# Nashville,TN is getting another full-time HD local channel soon



## Steve615 (Feb 5, 2006)

WSMV Channel 4,the NBC affiliate for Nashville,TN has been running alot of ads on their channel over the past few days.The ad states that "WSMV in HD is coming soon".The ads do not specify a date,they only say "coming soon".
I wondered if anyone else in the middle TN area has noticed these ads on Channel 4.


----------



## VandyCWG (Dec 19, 2006)

I live in Spring Hill, and have not seen these ads. This would be very welcome!!!!

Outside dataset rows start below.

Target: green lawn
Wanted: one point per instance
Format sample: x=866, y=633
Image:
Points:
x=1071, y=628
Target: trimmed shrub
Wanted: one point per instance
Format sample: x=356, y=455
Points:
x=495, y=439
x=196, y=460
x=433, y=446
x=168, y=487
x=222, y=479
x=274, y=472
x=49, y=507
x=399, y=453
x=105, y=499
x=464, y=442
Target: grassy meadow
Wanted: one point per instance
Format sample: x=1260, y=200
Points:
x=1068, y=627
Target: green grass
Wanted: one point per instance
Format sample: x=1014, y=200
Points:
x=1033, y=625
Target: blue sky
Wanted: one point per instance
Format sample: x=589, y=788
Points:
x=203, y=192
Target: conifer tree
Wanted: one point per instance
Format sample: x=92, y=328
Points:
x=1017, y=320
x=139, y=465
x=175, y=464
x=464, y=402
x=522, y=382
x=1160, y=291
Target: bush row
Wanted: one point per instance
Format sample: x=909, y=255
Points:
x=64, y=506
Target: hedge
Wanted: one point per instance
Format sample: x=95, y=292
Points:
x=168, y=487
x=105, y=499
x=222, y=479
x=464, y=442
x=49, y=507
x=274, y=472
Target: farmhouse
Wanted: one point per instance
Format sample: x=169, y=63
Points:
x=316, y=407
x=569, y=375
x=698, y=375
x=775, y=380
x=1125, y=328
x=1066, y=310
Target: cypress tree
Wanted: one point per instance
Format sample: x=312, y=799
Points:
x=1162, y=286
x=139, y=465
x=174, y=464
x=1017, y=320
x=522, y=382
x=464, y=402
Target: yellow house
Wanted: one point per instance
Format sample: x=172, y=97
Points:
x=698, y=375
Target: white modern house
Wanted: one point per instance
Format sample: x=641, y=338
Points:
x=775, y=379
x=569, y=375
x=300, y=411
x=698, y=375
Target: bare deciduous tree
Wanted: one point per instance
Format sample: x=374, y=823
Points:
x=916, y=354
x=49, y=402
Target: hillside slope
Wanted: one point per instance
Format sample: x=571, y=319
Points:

I only watch Channel 5 due to the HD, but would love another choice!


----------



## Steve615 (Feb 5, 2006)

lawmangrant said:


> I live in Spring Hill, and have not seen these ads. This would be very welcome!!!!
> 
> I only watch Channel 5 due to the HD, but would love another choice!


I agree,it will be a welcome addition when it does go live with full-time HD indeed.  
Once WSMV does go full-time HD,that will be 2 out of the big 4.
WZTV,the FOX affiliate for Nashville should also be going to a full-time HD format sometime in the near future.Sinclair Broadcasting Group owns WZTV,and they are converting more and more of their owned stations to full-time HD.
My contacts at WKRN ( ABC affiliate ) say that they have no idea at all in regards to if/when they will go full-time HD.


----------



## bwjones22 (Sep 3, 2008)

I have read where WSMV is planning on launching News in HD on September 15.


----------



## Nashcat (Dec 17, 2003)

Where did you read it?


----------



## bwjones22 (Sep 3, 2008)

Nashcat said:


> Where did you read it?


I read it on the AVS forum. The person said that they called WSMV and said that they would start September 15 at 5pm. I can't post the link as I have just joined.


----------



## Steve615 (Feb 5, 2006)

The only info that I have seen online is from WSMVs home page.

http://www.wsmv.com/index.html

It states " *4* *HD* *COMING* *SOON* " in the top left corner of their website.


----------



## Steve615 (Feb 5, 2006)

WSMV is promoting the "HD coming soon" message again tonight.They are running occasional ads during the Redskins @ Giants game that is on now.


----------



## bwjones22 (Sep 3, 2008)

WSMV is now saying "Starting Monday at 5"


----------



## Steve615 (Feb 5, 2006)

bwjones22 said:


> WSMV is now saying "Starting Monday at 5"


I saw another one of their ads during the 10 PM news last night.
It said "Starting Monday".


----------



## bwjones22 (Sep 3, 2008)

WSMV broadcasted their Noon show today in HD and it looked really good. The same news graphics, but new weather graphics.


----------



## Steve615 (Feb 5, 2006)

WSMV,Channel 4 is now broadcasting their local news in HD.
The studio shots look great as of now.


----------



## Steve615 (Feb 5, 2006)

Did anyone else catch the 5 PM newscast?
I thought the weather graphics and radar looked great.Very sharp and clear PQ.
The overall PQ looked very good,with no audio sync issues.


----------



## Steve615 (Feb 5, 2006)

What a difference between the 5 and 6 PM newscasts.I was watching some of the 6 PM news,and it appears that their local HD broadcast is indeed a "work in progress".
The PQ was unwatchable for approx. 5-7 minutes,with no audio.It looked like the channel just completely froze/locked up.
As of now,they appear to have it back on track.


----------